Entonces el hombre le dijo:
‘Tu nombre no será más Jacob, sino Israel, porque has luchado con Dios y con los hombres, y has vencido.’
Jacob dijo: ‘Te ruego que me digas tu nombre.’
Pero él respondió: ‘¿Por qué preguntas por mi nombre?’”
(Esa es una forma educada de decir: “¡No es asunto tuyo!”)

“Y lo bendijo allí. Y Jacob llamó a aquel lugar Peniel, diciendo:
‘He visto a Dios cara a cara, y ha sido preservada mi vida.’
Y cuando cruzó Peniel, salió el sol sobre él, y cojeaba de su muslo.”
—Génesis 32:24–32

“¡Horrenda cosa es caer en manos del Dios vivo!”
—Hebreos 10:31

La Bendición de Dios… y la Cojera

Cuando Jacob regresó al campamento después de su noche a solas con Dios, la gente decía:

—“¿Quién es ese que viene allá?”
—“Es Jacob.”
—“No puede ser Jacob… ¡está cojeando!”
—“Sí. Ha estado con Dios.”
—“¿Pero cómo va a cojear alguien después de estar con Dios?”
Sí, amigo… a veces sí.

A veces los padres amorosos tienen que hacer cosas que duelen, pero con un propósito más profundo. Eso es bíblico.

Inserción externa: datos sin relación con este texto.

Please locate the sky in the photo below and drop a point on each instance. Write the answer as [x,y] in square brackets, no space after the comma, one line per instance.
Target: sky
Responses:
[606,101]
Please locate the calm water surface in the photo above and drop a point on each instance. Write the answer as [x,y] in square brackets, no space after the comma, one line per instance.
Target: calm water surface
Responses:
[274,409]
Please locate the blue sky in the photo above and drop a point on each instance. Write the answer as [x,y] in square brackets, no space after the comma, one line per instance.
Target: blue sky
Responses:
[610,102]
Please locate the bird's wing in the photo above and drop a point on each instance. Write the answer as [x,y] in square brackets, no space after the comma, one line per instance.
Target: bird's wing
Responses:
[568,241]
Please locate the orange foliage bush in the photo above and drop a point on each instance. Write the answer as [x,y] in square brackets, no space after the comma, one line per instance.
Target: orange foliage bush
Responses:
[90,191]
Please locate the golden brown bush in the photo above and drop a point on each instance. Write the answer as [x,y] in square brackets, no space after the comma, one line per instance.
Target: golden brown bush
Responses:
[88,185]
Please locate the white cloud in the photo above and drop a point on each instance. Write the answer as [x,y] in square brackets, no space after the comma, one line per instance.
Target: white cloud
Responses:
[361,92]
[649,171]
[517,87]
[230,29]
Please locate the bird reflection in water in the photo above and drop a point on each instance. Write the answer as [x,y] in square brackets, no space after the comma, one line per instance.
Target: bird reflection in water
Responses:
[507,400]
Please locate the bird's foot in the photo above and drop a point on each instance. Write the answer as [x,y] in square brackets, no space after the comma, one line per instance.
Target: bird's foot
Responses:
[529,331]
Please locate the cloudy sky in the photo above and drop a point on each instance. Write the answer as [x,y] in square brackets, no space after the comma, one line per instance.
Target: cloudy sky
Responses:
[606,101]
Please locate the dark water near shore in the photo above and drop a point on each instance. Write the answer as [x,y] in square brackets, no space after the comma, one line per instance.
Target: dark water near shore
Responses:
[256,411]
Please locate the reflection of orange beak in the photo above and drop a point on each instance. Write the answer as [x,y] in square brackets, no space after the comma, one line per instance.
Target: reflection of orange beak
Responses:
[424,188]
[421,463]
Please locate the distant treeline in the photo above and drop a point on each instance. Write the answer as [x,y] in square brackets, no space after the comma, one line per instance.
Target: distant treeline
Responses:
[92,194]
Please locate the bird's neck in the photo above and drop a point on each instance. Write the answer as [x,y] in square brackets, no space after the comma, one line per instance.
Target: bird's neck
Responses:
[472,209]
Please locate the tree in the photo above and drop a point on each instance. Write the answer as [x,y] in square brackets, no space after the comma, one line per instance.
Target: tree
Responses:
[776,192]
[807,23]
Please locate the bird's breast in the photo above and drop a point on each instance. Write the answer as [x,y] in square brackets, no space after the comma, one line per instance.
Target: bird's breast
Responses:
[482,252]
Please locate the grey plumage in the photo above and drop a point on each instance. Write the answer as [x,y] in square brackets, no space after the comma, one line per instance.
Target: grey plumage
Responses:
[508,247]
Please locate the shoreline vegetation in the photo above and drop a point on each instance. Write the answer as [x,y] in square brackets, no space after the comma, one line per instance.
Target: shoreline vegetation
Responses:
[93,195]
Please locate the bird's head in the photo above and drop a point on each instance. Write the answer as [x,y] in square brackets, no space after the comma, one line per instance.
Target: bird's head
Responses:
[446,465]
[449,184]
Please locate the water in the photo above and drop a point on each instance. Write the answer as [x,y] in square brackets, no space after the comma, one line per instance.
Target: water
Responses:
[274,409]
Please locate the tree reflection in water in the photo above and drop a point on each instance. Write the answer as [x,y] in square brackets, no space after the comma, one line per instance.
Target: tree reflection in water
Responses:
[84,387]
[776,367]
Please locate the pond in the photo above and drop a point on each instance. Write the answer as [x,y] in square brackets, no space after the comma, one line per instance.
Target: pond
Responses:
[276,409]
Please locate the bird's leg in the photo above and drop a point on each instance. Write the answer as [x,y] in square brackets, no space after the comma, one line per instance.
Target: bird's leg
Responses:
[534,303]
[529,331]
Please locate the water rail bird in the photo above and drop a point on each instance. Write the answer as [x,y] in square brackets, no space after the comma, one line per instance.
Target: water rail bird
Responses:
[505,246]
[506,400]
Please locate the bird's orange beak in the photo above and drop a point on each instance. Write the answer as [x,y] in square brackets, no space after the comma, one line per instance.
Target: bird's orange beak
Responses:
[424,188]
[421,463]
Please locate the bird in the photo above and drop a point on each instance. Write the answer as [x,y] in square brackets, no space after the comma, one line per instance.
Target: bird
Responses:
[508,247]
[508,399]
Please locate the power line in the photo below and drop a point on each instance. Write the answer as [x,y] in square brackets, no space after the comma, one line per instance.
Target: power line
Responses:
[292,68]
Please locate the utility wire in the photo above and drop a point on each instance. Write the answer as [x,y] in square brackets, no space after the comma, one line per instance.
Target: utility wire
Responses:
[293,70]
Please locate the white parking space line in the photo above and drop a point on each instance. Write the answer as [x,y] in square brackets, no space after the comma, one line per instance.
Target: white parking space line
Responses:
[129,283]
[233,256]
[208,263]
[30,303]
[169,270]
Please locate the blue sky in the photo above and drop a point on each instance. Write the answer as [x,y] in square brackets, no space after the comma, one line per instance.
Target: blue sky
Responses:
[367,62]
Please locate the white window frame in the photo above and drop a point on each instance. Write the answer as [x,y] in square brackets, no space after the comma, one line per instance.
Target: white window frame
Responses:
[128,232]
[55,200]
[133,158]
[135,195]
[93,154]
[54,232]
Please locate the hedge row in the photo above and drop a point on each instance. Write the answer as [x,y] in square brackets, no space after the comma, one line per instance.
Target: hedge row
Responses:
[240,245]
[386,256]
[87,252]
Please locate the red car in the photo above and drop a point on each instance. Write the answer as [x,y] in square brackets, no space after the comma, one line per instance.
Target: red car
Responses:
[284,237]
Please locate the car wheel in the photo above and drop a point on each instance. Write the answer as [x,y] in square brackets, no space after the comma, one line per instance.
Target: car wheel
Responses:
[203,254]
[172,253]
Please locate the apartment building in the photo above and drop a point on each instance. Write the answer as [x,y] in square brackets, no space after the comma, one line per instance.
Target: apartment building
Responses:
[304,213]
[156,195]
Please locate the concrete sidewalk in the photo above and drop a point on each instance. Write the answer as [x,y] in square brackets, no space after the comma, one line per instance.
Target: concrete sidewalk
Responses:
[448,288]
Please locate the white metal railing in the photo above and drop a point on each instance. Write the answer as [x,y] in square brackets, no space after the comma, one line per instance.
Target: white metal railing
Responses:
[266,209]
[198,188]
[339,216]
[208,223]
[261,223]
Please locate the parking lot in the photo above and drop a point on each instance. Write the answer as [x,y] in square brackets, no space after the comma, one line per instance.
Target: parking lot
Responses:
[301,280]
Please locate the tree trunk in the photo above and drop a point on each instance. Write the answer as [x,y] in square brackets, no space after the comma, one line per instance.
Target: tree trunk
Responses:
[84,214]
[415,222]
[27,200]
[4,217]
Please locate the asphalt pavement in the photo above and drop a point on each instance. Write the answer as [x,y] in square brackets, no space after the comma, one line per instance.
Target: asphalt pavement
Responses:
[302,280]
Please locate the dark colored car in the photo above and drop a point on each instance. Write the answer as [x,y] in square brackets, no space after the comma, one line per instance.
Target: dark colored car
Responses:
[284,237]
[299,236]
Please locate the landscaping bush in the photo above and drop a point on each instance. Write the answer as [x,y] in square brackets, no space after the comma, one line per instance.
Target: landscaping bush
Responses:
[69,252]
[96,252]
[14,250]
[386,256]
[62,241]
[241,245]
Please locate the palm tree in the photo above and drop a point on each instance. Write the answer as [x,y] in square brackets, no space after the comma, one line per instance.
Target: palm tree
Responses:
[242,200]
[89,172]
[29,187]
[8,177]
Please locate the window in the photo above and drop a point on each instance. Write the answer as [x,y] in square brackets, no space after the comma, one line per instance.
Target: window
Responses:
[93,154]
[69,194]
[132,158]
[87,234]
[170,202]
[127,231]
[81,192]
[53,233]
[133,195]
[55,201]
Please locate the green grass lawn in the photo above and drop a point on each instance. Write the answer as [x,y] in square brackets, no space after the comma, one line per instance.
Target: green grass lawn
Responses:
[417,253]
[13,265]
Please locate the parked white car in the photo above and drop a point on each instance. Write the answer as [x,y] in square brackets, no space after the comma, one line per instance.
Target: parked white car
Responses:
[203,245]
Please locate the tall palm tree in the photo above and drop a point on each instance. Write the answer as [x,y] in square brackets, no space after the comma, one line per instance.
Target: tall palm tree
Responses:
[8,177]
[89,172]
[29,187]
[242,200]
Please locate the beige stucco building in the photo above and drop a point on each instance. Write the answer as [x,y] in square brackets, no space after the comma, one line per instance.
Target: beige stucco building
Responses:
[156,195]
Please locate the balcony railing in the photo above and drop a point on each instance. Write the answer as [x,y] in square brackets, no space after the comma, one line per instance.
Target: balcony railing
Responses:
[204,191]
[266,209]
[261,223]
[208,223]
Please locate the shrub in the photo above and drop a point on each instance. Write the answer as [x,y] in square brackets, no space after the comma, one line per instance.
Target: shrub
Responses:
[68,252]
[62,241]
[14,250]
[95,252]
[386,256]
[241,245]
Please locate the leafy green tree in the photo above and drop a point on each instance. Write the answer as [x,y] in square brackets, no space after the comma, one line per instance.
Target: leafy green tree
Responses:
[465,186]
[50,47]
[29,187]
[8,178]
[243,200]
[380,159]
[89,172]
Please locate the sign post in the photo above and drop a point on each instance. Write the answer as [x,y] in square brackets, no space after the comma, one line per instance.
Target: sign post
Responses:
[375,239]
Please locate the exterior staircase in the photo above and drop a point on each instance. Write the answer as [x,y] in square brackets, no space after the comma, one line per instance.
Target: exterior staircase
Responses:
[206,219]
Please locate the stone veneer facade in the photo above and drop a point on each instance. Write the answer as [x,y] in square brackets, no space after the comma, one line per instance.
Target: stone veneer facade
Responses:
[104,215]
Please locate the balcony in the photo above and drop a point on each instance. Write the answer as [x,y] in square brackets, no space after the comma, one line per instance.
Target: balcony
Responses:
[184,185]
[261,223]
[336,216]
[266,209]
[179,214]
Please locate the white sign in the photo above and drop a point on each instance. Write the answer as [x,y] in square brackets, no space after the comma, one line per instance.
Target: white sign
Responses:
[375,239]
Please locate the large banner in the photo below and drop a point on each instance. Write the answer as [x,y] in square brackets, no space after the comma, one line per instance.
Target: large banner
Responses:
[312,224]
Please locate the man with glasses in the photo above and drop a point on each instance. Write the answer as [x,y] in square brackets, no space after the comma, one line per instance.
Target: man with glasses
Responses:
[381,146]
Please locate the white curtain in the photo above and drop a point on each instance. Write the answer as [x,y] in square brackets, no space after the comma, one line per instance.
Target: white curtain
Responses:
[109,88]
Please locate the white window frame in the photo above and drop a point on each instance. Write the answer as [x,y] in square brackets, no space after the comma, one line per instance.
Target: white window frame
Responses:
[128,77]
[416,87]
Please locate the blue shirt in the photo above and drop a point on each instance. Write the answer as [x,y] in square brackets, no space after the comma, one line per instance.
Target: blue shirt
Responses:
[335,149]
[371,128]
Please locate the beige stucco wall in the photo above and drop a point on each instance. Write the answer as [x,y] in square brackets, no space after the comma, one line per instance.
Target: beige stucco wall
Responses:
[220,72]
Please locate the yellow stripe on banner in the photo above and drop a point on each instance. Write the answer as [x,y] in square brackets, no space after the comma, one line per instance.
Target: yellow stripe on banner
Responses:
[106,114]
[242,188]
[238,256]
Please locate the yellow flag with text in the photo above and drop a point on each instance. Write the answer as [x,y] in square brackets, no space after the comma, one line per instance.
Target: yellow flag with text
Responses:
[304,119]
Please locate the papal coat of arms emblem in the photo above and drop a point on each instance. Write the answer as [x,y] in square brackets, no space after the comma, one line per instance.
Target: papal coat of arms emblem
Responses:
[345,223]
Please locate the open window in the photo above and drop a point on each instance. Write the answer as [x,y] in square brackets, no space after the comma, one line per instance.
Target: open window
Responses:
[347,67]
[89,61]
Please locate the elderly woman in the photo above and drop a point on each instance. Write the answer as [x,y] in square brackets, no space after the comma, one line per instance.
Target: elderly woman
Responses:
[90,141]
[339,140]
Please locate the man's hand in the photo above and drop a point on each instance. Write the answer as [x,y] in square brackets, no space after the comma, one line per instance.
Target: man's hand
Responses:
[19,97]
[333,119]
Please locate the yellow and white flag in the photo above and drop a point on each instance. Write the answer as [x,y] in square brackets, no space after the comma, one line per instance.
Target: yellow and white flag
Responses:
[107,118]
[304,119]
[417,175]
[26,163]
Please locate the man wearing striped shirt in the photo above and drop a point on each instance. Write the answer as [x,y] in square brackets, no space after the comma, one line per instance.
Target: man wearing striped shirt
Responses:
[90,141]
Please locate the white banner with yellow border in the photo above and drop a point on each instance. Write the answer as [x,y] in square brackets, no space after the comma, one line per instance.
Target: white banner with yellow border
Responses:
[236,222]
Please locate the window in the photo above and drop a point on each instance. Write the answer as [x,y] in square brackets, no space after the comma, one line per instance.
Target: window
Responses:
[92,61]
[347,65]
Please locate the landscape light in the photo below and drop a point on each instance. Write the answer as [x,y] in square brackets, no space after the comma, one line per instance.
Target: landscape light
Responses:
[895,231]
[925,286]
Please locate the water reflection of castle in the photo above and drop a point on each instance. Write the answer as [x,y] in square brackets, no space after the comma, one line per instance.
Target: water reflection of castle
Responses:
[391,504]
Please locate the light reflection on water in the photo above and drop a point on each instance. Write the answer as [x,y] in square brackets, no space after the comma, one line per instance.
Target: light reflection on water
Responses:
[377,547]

¿Qué ocurrió entonces en la experiencia de Jacob?

Oyó que su hermano venía con todos esos soldados… y recurrió a sus viejas estrategias. El Pentágono habría estado orgulloso de él. Dividió a su compañía en dos grupos, para que si uno era atacado, el otro pudiera escapar.
(Y se aseguró de que su esposa favorita estuviera en el grupo que escaparía).
Diseñó varias tácticas diferentes para cubrir todos los escenarios posibles.
Hizo todo lo que estaba en su poder para resolver el problema.

Y entonces, finalmente, decidió orar por la noche.

(¡Bueno, qué idea tan novedosa! ¿Recién ahora se le ocurre?)

Así que se fue a orar. Y estaba solo.

Cuando llegues a tu propio arroyo Jaboc, y estés luchando, también vas a estar solo. Puede que estés con tu familia… o puede que no. Pero aun así estarás solo. Nadie va a atravesar los eventos finales ni volverá a la tierra de nuestros padres aferrado al manto de otro.
Dios no tiene nietos—solo tiene hijos e hijas.

Cada uno debe responder por sí mismo.
Y cuando luches a solas con Dios, puede que salgas cojeando.
Pero eso significará… tu salvación eterna.

“Pero Esaú corrió a su encuentro, y lo abrazó; se echó sobre su cuello, lo besó, y lloraron.”